One way to control the abuse of client-generated scope change requests is to set up a time contingency in the budget. Just as a dollar budget has a contingency line to take care of unexpected expenditures, so also should a project schedule have a contingency for the unexpected. This is called management reserve. There is a good way to account for management reserve in the project schedule and there is a bad way.

Consider the bad way first. In this case, you might hear a task manager saying: “It should take about three days to complete this task, and I am going to put five days in the schedule to account for the unexpected.” What's wrong with this approach? Just about everything. First, the two days of padding is hidden in the plan. The three-day task will mysteriously expand into a five-day task. That is Parkinson's Law (work will expand to the time allotted to complete it) and not at all what was intended. Second, the two days of padding is very arbitrary and will accomplish nothing more than confusing the project schedule and taking away the project manager's ability to effectively manage the schedule.

Now take a look at the good way to account for management reserve. First, add up all of the labor for all of the tasks in the project. A percentage of that total will become management reserve, and it will be tacked to the end of the project tasks as the last task before the project is complete. The percentage that you allocate to management reserve can vary. I have seen ranges from 5 to 10 percent. The same approach can be used for a sequence of tasks that lead into the critical path. Do the same calculation for that sequence and add the management reserve to the end of the sequence just before it merges back into the critical path. This idea shares a lot in common with the concept of a buffer in Critical Chain Project Management (CCPM). Critical Chain Project Management is discussed in detail in Chapter 10.

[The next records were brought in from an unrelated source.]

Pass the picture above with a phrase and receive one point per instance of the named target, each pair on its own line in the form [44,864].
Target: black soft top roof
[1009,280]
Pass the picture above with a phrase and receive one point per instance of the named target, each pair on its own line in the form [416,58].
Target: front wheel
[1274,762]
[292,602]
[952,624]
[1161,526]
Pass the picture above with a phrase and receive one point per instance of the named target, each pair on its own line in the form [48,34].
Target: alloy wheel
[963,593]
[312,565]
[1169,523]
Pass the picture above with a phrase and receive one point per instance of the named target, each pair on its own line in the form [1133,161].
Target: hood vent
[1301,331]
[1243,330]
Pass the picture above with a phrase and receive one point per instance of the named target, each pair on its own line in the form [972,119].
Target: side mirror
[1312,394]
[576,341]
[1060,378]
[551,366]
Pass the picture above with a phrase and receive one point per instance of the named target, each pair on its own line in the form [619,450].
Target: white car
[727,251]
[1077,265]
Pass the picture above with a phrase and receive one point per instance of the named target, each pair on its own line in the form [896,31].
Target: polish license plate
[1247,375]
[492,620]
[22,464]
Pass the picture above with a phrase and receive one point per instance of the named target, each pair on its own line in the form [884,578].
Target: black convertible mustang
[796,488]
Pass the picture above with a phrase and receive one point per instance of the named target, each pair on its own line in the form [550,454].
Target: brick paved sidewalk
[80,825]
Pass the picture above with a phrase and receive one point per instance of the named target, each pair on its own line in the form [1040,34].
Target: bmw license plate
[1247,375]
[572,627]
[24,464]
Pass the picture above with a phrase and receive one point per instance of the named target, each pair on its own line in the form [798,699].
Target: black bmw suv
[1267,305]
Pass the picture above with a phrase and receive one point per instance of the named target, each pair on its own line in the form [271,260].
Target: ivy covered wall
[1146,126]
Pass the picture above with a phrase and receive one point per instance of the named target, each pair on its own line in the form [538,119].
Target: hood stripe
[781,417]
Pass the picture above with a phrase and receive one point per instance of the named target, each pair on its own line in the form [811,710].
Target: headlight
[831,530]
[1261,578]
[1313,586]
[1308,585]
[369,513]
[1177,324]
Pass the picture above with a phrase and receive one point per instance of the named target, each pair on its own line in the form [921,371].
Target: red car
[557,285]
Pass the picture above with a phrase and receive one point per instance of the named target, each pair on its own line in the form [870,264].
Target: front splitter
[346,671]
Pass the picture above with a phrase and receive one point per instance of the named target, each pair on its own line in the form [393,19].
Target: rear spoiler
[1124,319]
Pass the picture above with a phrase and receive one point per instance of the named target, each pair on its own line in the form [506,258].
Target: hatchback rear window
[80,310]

The client needs to know how much contingency time has been put into management reserve task. You need to explain to the client that every scope change request costs time. The time to process the request and the time to accommodate the change in the schedule make up that time. That time will be deducted from the management reserve task. When that time is spent, the only way the client will be able to make additional scope change requests is if the time is somehow replaced in the schedule. They can do that by deleting some future requirement not yet put into the solution. The time associated with that deleted requirement will be credited to management reserve.

Scope Bank

Another way to control client-generated scope change requests is to set up a Scope Bank with a deposit of time in it. In principle, this is very similar to management reserve and operates the same way. The time to process and incorporate a scope change request into the project schedule is deducted from the Scope Bank and that time is added to the project schedule. Clients can make deposits to the Scope Bank by deleting requirements from the solution. The Scope Bank will be adapted to some of the PMLC models in Part II.